I need to remove duplicate combinations of two columns (feedID and feedID2) within groups (ID), while keeping a large number of other columns in the data set. All the rows with duplicates should be removed, whether it is A in column 2 and B in column 3 or vice versa. Additionally, I would like to remove all rows where there is for example A in both columns, or where there is an NA in one of the columns. I can not sort the data between columns, i.e. if A is in column nr 2, it should remain in column nr 2.
I know this might come across as a duplicate question, but none of the other answers seem to work with my data set, or asks for the same thing. E.g.

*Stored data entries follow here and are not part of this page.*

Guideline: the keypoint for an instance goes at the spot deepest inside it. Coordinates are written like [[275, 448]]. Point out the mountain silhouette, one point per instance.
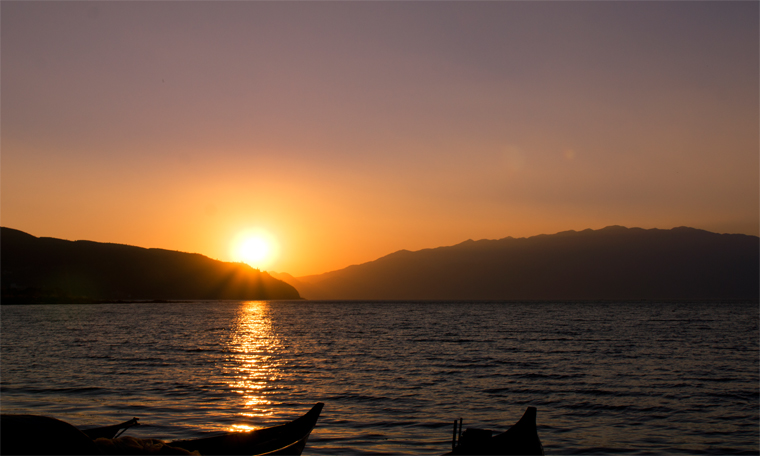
[[55, 270], [613, 263]]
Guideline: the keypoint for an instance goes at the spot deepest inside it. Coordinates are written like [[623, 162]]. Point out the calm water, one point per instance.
[[634, 378]]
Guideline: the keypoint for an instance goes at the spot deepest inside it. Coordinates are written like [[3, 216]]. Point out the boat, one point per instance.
[[522, 438], [289, 439], [33, 434]]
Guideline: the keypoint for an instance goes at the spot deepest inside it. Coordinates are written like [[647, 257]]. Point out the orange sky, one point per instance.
[[352, 130]]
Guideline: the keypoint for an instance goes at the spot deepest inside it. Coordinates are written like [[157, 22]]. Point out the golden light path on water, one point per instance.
[[254, 368]]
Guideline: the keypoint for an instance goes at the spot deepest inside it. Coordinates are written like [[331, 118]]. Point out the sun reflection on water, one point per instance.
[[254, 369]]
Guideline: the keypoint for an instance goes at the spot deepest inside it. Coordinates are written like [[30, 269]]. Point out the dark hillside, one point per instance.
[[611, 263], [46, 269]]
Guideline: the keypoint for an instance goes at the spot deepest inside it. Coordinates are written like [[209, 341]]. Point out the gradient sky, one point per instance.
[[350, 130]]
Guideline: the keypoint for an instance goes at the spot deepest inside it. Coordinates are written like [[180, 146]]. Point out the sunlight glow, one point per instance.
[[256, 248]]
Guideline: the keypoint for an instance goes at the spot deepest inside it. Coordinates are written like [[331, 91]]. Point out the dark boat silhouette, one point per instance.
[[32, 434], [522, 438]]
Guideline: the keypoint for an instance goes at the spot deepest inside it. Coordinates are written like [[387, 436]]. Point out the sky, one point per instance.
[[345, 131]]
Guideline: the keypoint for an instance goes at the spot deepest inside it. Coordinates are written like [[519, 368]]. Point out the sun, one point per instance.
[[256, 248]]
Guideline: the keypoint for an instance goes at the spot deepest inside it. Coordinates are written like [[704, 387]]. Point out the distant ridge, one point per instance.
[[613, 263], [48, 270]]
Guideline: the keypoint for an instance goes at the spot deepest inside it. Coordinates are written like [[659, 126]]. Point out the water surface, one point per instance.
[[634, 378]]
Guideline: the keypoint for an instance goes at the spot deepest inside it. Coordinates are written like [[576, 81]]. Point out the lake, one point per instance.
[[632, 378]]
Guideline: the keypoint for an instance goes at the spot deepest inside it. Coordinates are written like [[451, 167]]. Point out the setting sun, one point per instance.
[[255, 248]]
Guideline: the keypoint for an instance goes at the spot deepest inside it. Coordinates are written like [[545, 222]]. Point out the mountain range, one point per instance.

Finding unique combinations irrespective of position Removing duplicate combinations in R (irrespective of order)
test <- data.frame(ID= c("49V", "49V","49V", "49V", "49V", "52V", "52V", "52V"),
feedID = c("A1", "A1", "G2", "A1", "G2", "B1", "D1", "D2" ),
feedID2 = c("A1", "G2", "A1", "G2", "NA", "D1", "D2", "NA" ))
desiredoutput <- data.frame(ID= c("49V", "52V", "52V"),
feedID = c("A1","B1", "D1" ),
feedID2 = c("G2", "D1", "D2" ))
the following code does not remove duplicates if in different columns
test2 <- test [!duplicated(test[,c("ID","feedID", "feedID2")]),]
this code does not do anything at all but throws no error
test2 <- test%>% distinct(1,2,3) # where numbers refer to the columns
this code produces an error which for dimnames, not sure what that means. I do not get this with my test data, I am not sure why and cannot reproduce the error...
indx <- !duplicated(t(apply(test, 1, sort))) # finds non - duplicates in sorted rows
test[indx, ]
Any ideas?